Infosec on Wall Street: a tale of two exits

Contact: Brenon Daly

Although Sourcefire and Websense stand as the two most-recent publicly traded information security vendors erased from the stock exchange, they are dramatically different departures. Sourcefire is going out on top, garnering its highest-ever price in its half-decade on Wall Street. In contrast, Websense, which has been public since 2000, took an offer that valued its shares lower than they had traded on their own just two years earlier.

Of course, the discrepancy stems largely from the financial performance of the two companies – and, maybe more to the point, which buyer can make those numbers work. Essentially, the deals represent the dramatic difference between ‘growth’ and ‘mature’ tech companies, as well as the difference between financial and strategic buyers.

Sourcefire collected a platinum valuation from fellow corporation Cisco Systems because the networking giant assumes it can wring out additional ‘revenue synergies’ from the already quickly growing Sourcefire. (In 2012, Sourcefire bumped up overall sales 35%.) The rationale isn’t too much of a stretch: Cisco already moves much of the traffic around the Internet, so why not secure it as well? (Of course, that’s so obvious that Cisco has been trying to pitch that ‘convergence’ for about a decade, but has found only limited success on its own.)

Those earlier efforts help explain why Cisco is valuing Sourcefire at 10 times trailing revenue, the highest multiple for any all-cash acquisition of an infosec vendor valued at more than $1bn. On the other end of the valuation spectrum, we have Websense. The Web security vendor went private at just 2.5x trailing sales.

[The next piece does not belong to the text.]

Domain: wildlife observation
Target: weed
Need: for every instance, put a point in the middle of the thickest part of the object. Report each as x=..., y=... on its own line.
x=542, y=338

Undoubtedly, Websense’s financial profile is much more at home in a private equity (PE) portfolio than Sourcefire would ever be. The company is seven years older than Sourcefire, and while we wouldn’t say its best days were necessarily behind it, revenue at Websense actually ticked down slightly last year. Still, it generated far more cash than Sourcefire, which undoubtedly appealed to its new PE owner, Vista Equity Partners. (Websense’s operating margin is three times higher than Sourcefire’s.) As different as the two deals are, they do have one similarity: both buyers are getting what they want at a price they want.